Scattered among the Persian rugs and sculptures stood ten huge glass aquariums, each filled with scampering mice of the brown and white varieties. Despite the apartheid arrangement, both breeds enjoyed a life of murine opulence, filled with fresh mulch and lettuce, frequent mating opportunities, and the greatest luxury of all: time. As physicists, the Pelletier Group experimented with math, not mammals. None of these creatures would see the business end of a scalpel. Not for a few generations, anyway. Their caretaker was breeding a special strain for his wife, a university neurobiologist. Czerny could tell from the devoted pampering that these creatures were more than a pet project to Sterling Quint. They were pets.

A fat white mouse roamed free on his great mahogany desk. Quint stroked her back as she chomped a piece of radicchio.

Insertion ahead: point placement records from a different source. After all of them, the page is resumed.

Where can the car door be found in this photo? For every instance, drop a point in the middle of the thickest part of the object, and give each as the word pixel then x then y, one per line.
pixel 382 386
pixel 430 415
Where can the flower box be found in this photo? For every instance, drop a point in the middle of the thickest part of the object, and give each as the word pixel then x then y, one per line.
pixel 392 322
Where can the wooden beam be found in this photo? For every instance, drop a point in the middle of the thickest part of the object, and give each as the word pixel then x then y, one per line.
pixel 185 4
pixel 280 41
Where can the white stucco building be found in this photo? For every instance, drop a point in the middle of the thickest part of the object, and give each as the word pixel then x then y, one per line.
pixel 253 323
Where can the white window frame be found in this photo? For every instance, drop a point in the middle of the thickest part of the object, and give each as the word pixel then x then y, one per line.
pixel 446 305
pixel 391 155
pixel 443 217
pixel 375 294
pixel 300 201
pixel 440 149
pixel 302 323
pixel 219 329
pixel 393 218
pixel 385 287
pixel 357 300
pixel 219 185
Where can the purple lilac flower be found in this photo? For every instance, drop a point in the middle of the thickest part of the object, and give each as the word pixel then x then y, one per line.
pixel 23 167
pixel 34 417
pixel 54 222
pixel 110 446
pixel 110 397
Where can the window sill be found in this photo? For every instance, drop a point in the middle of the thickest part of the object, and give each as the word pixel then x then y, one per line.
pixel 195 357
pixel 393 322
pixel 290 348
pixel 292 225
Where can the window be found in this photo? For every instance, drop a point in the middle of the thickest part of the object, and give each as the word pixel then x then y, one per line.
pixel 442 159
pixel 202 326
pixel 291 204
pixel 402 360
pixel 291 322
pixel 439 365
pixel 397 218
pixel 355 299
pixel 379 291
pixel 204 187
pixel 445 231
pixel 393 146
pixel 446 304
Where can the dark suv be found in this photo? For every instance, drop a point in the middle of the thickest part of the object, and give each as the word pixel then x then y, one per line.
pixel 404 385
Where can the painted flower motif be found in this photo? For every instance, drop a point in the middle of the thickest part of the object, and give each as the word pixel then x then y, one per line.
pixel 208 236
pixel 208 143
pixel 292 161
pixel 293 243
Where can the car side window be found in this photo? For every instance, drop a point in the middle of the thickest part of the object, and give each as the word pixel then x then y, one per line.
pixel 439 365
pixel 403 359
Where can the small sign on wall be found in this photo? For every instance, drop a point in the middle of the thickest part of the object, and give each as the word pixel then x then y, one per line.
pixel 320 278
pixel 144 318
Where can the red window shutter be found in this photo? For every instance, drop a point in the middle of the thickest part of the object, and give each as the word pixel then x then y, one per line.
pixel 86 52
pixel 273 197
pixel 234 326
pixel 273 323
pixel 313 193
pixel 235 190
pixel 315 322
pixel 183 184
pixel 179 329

“I’m not encouraged by the blood on your shirt.”

Czerny breathed through a scented tissue. “I’m afraid the Oriental has fallen into coma, sir.”

Quint scowled in pique. “Idiots.”

“I’m sorry?”

“The Salgados. They should have smelled the alcohol on him. They had no business drugging him in the first place.”

“As it stands, I agree. Shall I dismiss them?”

Quint pondered the matter a moment, then slowly shook his head. “No. The last thing we need are disgruntled ex-contractors spilling our secrets. Raise their wages, but give them less responsibility. Have them guard the property or something.”

“Of course, sir. Clever thinking.”

It had been remarked by people crueler than Czerny that Sterling Quint kept mice to make himself feel larger. A quirk from his father’s genes had left him with achondroplasia, which stopped his growth at four-foot-five. While he struggled with his stature as a child, he’d made peace with it in his adult years. Now, at the distinguished age of fifty-five, he took comfort in the fact that “little” languished at the bottom of his list of pertinent adjectives.

“That doesn’t solve the problem of our unfortunate guest,” said Czerny. “I fear his condition exceeds my expertise.”

“Maranan won’t die,” Quint assured him. “I have a specialist coming tonight.”

Czerny knew better than to press his boss for details, or to inquire how he knew the Filipino’s name. He glanced at the three-by-three bank of monitors on the wall. Seven of the screens showed empty rooms. He saw Amanda, Zack, and the teenagers on one. On another, he caught Hannah running a towel over her wet, naked skin.

Blushing, he forced his gaze back onto Quint. “Uh, I suppose you already know that our sixth guest has arrived.”

“Sixth and last,” Quint responded. “That’s all of them.”

This was news to Czerny, especially since there had been nine signals from the start. One led to a corpse. He was eager to learn what Quint knew about the other two.

“Okay. I’ll inform the team. I take it you’ll be introducing yourself soon?”

“Yes. I’ll be down in a few minutes.”

Czerny sniffed his tissue again. “Excellent. I’ll let you prepare.”

“Constantin . . .”

He turned around at the door. Quint leaned back in his leather chair, shining flawless white teeth.

“It’s okay to smile. This is exciting stuff.”

Czerny laughed. “You have a gift for understatement, sir.”

Alone again, Quint held the free-roaming mouse and petted her with euphoria. There were six new people in his building today, six people who didn’t exist on this world yesterday. As far as science was concerned, this was a game changer. A game winner. Now all he had to do was follow the wisdom that Azral had texted him twenty minutes ago.

Keep them safe. Keep them content.

Quint wasn’t worried. It was easy to keep them safe when no one else knew they existed. Keeping them content was harder, given their state of mind. It was also less important. When these six people lost their world, they lost their options. In the end, they had nowhere else to go.